Op-ed by Hagai El-Ad, B'Tselem's executive director, originaly published on the Foundation for Middle East Peace Blog
The Gaza Strip is the most silenced issue in the current election campaign. Silenced? Apart from certain politicians vying for credit for discovering the tunnel threat, Gaza is completely absent from this election – erased, along with this summer’s unpleasant war. Gaza is gone. Its residents do not exist. Our future, our suffering, isn’t interlinked with theirs. The Gazan neighbors of Sderot, Ashkelon, Nahal Oz, and Tel Aviv are invisible. Only six months ago, and for 51 days, Gaza was the hot topic. Countless talking heads on television chattered incessantly between one rocket attack alert and the next, until, suddenly, everything fell silent. Only the suffering of those who lost loved ones and the pain of those wounded and left disabled haven’t died down, even if no one is listening.
One might imagine that in an election that takes place so soon, not even six months, after a national trauma like this, there would be at least some politicians who insist on addressing it. You might imagine that even if all politicians tried to distance themselves from it, the public wouldn’t just take it and would insist on getting explanations for what happened and information about what’s to come. Why did we kill more than two thousand people? Why have more than seventy Israelis been killed? What are those who seek our trust planning other than the cruel inevitability of the next war in two years’ time? How many dead are planned for the summer of 2016?
If we’re not going to demand that Gaza be front and center in this election because of the hundreds of children we killed in Gaza this summer, then maybe we should for 4-year-old Daniel Tragerman’s sake. If we’re not going to talk about Gaza because of the tens of thousands still living in tents, schools or on the street, then maybe because of the 51 days of rocket attack alerts? If we don’t demand our politicians address Gaza in this election campaign because of the poverty and anguish, the eternal closure and the despair in the Strip, then at least let’s demand it because of the next round of violence, which is getting closer by the day.
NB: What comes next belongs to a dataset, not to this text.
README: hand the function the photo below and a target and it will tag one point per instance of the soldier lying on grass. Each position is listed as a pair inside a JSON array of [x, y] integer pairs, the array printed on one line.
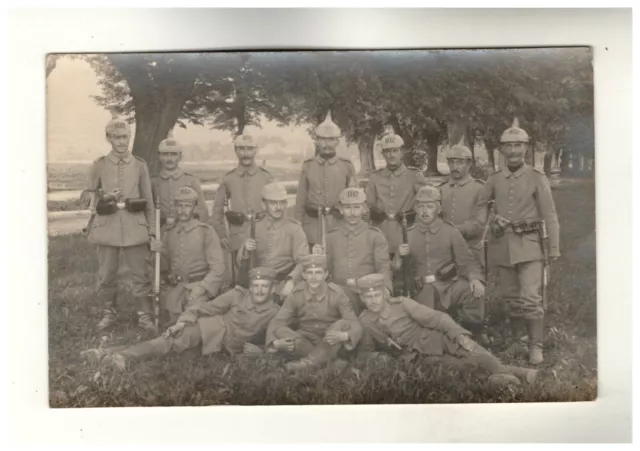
[[235, 321], [403, 323]]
Whether we think about Gaza or not when we go to the polls, Gaza isn’t going anywhere. The Israeli power, of which we are citizens, will continue to neighbor Gaza and the residents of the impoverished piece of land that is internally controlled by Hamas and externally controlled by Israel will continue to be our neighbors. Their future is our future is their future.
The fact that this future is inextricably bound together by the chains of history, geography, politics and violence is out of our control. What is under our control, ours and theirs, is how this future plays out. It’s difficult, complicated even, to imagine a different future for Gaza and Israel, but those who avoid imagining it and taking action to make it happen, are sentencing us all to more loss and suffering, to a future of more bloodshed for both Israelis and Gazans.
Israelis aren’t fools. Those who have had to run to shelter with their small children time and time again have a better understanding, a better recollection, of what their decisions rally mean, certainly more than silent, deceitful or cowardly politicians. Gaza is the most silenced issue in this election, and the silence speaks volumes. But things that are repressed reverberate with much more force than ones that are objects of constant banter. Every time they talk to us about the cost of living, our subconscious is thinking about Gaza, the rocket attack alerts, the shelter… the next time. Politicians will keep doing what they’re doing, but it doesn’t matter. When we go to the polls, we’ll take Gaza with us.
Because Gaza is the most talked about issue in this election.